ELEGANT SMALL HOMES
One hundred years ago most newspapers had a home building department that presented house plans and refined personal taste, that provided details of design and home improvement, that recognized the central place of homebuilding in the United States: homebuilding, our single greatest wealth creator, the center of our civilization, foundation of all that we might accomplish. In 1926 The Chicago Tribune held a competition for design of five-room and six-room houses, houses that could be built for some $7,000, houses within reach of those who had acquired competence and consistency.
As you might guess, eager architects entered the competition, most from cities experiencing growth by the virtues of organization and manufacturing, Buffalo, Indianapolis, San Francisco, Los Angeles, New York, Chicago, and my native Detroit (with eight entries)*, and ten other cities, for a total of ninety-nine published designs, each design worthy of winning the cash prizes. Curious, my poll of four unbiased critics did not chose any of the prize-winning entries.

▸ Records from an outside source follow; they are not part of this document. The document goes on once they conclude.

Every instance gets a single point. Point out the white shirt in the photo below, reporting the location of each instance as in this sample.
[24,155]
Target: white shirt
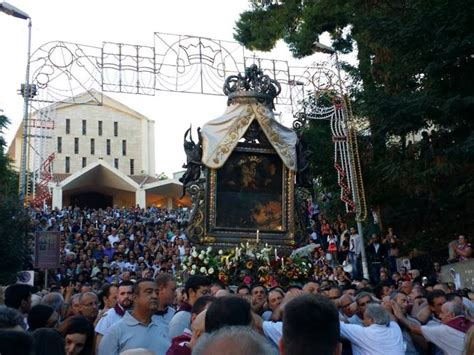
[354,243]
[113,238]
[110,318]
[273,331]
[375,339]
[448,339]
[129,333]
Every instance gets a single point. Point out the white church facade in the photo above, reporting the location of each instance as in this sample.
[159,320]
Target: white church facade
[104,155]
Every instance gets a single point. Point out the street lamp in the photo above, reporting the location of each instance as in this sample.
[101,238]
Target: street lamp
[319,47]
[28,91]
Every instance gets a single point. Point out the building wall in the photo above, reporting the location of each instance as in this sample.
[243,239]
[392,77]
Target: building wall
[128,130]
[136,130]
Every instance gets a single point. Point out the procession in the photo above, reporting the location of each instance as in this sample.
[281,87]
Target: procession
[325,210]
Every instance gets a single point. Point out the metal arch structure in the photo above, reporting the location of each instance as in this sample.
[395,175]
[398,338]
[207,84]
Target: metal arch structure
[71,73]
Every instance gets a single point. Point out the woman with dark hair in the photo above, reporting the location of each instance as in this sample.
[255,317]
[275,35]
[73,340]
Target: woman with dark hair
[78,334]
[48,342]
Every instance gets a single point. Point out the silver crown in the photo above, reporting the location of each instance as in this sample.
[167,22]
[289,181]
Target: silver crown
[254,84]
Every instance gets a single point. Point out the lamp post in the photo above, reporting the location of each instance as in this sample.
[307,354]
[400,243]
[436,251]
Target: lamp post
[28,91]
[319,47]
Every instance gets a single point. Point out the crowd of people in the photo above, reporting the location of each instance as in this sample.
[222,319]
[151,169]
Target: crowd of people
[118,291]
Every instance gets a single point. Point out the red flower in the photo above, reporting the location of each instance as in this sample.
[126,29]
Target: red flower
[247,280]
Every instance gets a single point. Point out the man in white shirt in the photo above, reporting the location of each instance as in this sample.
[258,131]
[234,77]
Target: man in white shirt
[379,336]
[354,252]
[113,315]
[449,335]
[139,328]
[113,237]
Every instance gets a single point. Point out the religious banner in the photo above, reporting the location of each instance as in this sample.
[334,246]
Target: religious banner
[26,277]
[47,246]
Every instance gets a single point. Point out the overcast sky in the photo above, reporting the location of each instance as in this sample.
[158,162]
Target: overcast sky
[92,22]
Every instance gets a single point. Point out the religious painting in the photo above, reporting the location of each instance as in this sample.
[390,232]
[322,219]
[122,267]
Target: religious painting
[249,192]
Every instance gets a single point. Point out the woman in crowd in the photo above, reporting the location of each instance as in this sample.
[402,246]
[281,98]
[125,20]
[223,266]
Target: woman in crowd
[78,334]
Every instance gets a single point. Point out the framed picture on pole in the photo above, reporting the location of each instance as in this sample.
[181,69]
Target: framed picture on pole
[47,245]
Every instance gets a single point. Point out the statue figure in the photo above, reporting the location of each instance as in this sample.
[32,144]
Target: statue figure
[193,159]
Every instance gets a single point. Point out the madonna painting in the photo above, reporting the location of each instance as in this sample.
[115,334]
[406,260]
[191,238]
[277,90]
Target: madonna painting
[249,192]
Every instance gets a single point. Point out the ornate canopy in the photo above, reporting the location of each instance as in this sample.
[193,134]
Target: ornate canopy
[220,136]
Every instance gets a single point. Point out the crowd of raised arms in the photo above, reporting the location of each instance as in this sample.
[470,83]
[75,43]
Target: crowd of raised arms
[120,290]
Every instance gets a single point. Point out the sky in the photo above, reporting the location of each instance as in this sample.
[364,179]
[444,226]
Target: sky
[92,22]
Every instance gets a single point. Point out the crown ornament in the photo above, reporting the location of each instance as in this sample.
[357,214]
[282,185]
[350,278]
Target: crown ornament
[253,84]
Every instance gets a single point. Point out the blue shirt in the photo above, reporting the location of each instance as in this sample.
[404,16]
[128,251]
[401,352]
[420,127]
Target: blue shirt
[129,333]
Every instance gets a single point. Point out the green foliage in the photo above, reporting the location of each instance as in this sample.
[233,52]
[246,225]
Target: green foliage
[414,73]
[14,221]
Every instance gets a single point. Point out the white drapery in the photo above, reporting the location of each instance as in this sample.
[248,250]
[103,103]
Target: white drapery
[220,136]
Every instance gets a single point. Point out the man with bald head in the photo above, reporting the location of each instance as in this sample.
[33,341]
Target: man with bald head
[183,344]
[311,287]
[449,336]
[89,306]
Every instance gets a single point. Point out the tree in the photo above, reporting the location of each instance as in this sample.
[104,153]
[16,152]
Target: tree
[14,221]
[414,74]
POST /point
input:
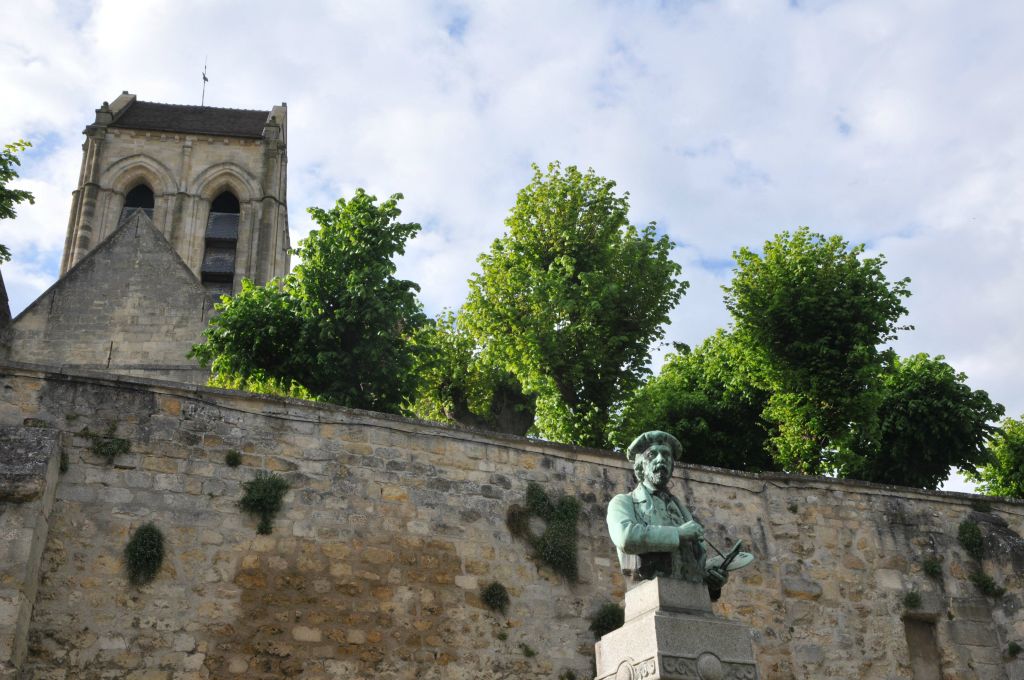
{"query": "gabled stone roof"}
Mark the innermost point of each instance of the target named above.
(195, 120)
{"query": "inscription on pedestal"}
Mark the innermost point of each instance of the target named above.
(705, 667)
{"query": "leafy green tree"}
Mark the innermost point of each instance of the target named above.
(10, 198)
(571, 298)
(705, 399)
(930, 420)
(460, 383)
(1004, 474)
(338, 327)
(811, 312)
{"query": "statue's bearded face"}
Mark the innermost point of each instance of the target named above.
(657, 466)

As you might expect, the Tribune offered working plans, blueprints, and specifications for the top three plans ($1.15 per plan). Then, as now, the purchased house plan was presented to a builder, estimated, submitted to the local building department for approval, built, and occasionally, the happy architect would be satisfied with a photograph of the completed house – as on occasion I have been. Publishing house plans is an old tradition that began with the Venetian Andrea Palladio, that proceeded through London’s Gibbs, et alia, continued through New Jersey’s Davis (the Italianate featured in this month’s TBH) to Los Angeles’ Paul Revere Williams, and on to The Beautiful Home.
The Chicago Tribune’s winning house plan was a five-room Regency (a style born of Britain’s Regency, circa 1795 – 1835), a style not unlike the Hollywood Regency being born in Hollywood movie sets, circa 1927 (focus of April’s TBH). Seems The Chicago Tribune was up-to-date, “the nail’s head”, you might say. I searched for houses of William O’Connor (the five-room first prize winner) and George O’Connor (the five-room second place winner) and was disappointed to find no image in the digital records, yet was pleased to find a drawing by a designer favored in my poll, Thayne J. Johnson of Portland, Oregon, eclectic architect and painter of western landscapes.
American house design has been eclectic from the start, with influences from all our parent countries, Spain, France, England, Switzerland, the Netherlands, Italy, Nigeria, et cetera and et alibi. As with Palladio, Davis, The Chicago Tribune and a thousand others, The Beautiful Home presents plans to please home-buyers, to refine taste, to provide details for design and improvement … and to recognize the central place of home building in the United States, our single greatest wealth creator, the center of our civilization, foundation of all that American families might accomplish.
*You will notice that on house designs I prominently display “Alexandria, Virginia” so that you can find me.